Bill to reduce driving would hamper economic growth, stakeholders warn

Bill to reduce driving would hamper economic growth, stakeholders warn
SB 6335 aims to reduce driving by adding vehicle mileage reduction goals to city and county planning under the state Growth Management Act (GMA). Photo:

A Senate bill aims to reduce the amount of miles Washingtonians drive through amendments to the state Growth Management Act (GMA). SB 6335 introduced by Rep. Jesse Salomon (D-32) would add climate change and greenhouse gas emission reduction (GHG) as part of planning requirements for certain counties, most of them located in western Washington. Local government advocates and business groups testifying at a Jan. 21 public hearing of the Senate Committee on Local Government warned that the proposal would both undermine economic development and guarantee legal fights.

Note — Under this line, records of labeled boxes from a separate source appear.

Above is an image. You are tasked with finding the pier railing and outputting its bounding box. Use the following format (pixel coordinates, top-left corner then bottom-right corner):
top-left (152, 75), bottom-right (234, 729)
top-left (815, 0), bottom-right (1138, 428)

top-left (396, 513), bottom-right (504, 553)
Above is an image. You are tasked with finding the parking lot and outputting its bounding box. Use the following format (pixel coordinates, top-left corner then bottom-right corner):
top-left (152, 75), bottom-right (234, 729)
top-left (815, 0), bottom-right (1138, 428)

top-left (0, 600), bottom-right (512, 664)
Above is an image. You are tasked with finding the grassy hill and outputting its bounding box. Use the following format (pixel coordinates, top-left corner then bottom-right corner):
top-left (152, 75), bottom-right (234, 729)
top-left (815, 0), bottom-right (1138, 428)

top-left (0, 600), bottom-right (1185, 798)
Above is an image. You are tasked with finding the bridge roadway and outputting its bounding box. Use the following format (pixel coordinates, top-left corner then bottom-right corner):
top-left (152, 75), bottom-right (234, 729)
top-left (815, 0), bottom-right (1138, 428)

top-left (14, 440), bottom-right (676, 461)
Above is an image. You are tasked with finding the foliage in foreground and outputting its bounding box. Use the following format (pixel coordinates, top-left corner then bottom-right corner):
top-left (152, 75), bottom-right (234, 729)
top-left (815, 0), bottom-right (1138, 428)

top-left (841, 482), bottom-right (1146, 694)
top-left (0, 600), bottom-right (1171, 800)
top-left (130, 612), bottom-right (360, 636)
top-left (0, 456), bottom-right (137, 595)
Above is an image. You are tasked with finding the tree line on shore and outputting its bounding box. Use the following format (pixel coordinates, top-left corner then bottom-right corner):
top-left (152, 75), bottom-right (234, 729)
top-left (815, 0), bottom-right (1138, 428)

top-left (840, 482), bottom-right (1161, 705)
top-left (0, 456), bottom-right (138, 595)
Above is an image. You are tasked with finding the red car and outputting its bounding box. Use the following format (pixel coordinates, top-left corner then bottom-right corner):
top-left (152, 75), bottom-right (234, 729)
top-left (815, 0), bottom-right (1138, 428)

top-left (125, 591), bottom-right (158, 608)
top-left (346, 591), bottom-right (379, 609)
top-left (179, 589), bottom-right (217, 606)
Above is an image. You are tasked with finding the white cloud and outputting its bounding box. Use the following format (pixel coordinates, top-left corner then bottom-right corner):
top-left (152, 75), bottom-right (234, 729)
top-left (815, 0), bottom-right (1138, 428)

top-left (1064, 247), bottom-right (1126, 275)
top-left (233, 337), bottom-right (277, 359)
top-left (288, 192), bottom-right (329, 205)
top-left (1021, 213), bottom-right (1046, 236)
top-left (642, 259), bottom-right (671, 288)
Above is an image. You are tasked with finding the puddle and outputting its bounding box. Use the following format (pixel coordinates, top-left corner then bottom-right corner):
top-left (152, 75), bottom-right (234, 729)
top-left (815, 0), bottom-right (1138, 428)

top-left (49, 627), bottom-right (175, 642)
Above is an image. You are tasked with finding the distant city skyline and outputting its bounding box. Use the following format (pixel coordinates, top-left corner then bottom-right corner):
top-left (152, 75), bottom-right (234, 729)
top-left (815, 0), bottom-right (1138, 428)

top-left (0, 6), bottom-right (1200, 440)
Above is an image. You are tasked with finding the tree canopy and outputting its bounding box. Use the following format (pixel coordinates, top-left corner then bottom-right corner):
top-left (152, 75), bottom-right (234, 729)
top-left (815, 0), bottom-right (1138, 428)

“I think no matter what happens we will get sued, I guarantee you,” San Juan County Commissioner Rick Hughes said.

Association of Washington Business Government Affairs Director Mike Ennis made a similar prediction. “Additional requirements will increase costs in permitting times and more importantly open the door for litigation.”

Created by the state legislature in the early 1990s, GMA is intended to prevent urban sprawl by encouraging growth within designated areas. As part of the law, regional and local governments must update comprehensive plans that determine land use and zoning policies. Part of those plans involve population and employment projections or targets.

At the same time, the Washington State Department of Transportation (WSDOT) since 2008 has sought to reduce vehicle miles driven per capita. Its goal for 2020 was to reduce driving by 18 percent. However, the 2018 Biennial Transportation Attainment Report found that traffic has actually increased across the entire state.

Under SB 6335, regional and local comprehensive plans would have to include strategies to reduce vehicle miles in support of both WSDOT’s goals and the state’s 2008 GHG emission reduction goals. Additional planning requirements would be imposed on cities and counties who meet the following criteria:

  • Population larger than 100,000 and west of the Cascade mountains;
  • Unincorporated population of less than 40,000 located east of the Cascades;
  • Population larger than 90,000 but with an unincorporated population of less than 15,000, and located east of the Cascades; and
  • A population larger than 500,000 and located east of the Cascades.

If enacted, the bill would have the state Department of Commerce set GHG reduction goals for the cities and counties that would be incorporated into their respective comprehensive plans. Regional transportation planning organizations within affected jurisdictions would also have to adopt a vehicle mile reduction plan.

Futurewise lobbyist Bryce Yadon told the committee that “this is really getting at the heart of what we believe we need to be working at and changing.”

The bill is closely tied to another piece of legislation also sponsored by Solomon that was examined during the public hearing. SB 6453 adds climate change to one of the planning goals under GMA.

Salomon told colleagues that “part of my reason for introducing the elements bill (SB 6335) is to create a discussion. I recognize there is a fiscal impact to localities.”

Although signed in as “other” on the bill, Association of Washington Cities Government Relations Advocate Carl Schroeder warned the committee that there is “a lot of complicated ideas and ramifications in these proposals. We’re pretty concerned that we’re going to be put in the crosshairs in terms of the local response to this.”

He added that efforts to reduce driving are at odds with economic growth. “What does this mean for any growth outside of the areas that are served by good transit access? Any of that growth is, by its very nature, going to increase the miles. What happens in a community like Kent which is heavily dependent on warehousing? If they’re going to permit more warehouses, that’s going to bring more trucks onto the road…so as a consequence of this, would they be prohibited from permitting that sort of activity because it’s inconsistent with the overall state climate reduction efforts?”

That perspective was shared by Washington Farm Bureau Director of Government Relations Tom Davis. “I don’t know how in the world you would apply and actually succeed in reducing miles driven and (still) maintain the economic viability of our farmers. We have to oppose this bill just to protect our farmers.”

The new planning would also add to local government costs. Washington Association of Counties Policy Director Paul Jewell told legislators: “many counties simply lack the technical skills and the technical personnel and the personnel needed to really focus on this. They’re going to need state support. The problem of course with that is there’s not…strong history of state support where planning is concerned. We’re always the ones left holding the bag with regard to the costs for ongoing updates and the implementation and all the liability.”

No further action is scheduled for either bill at this time.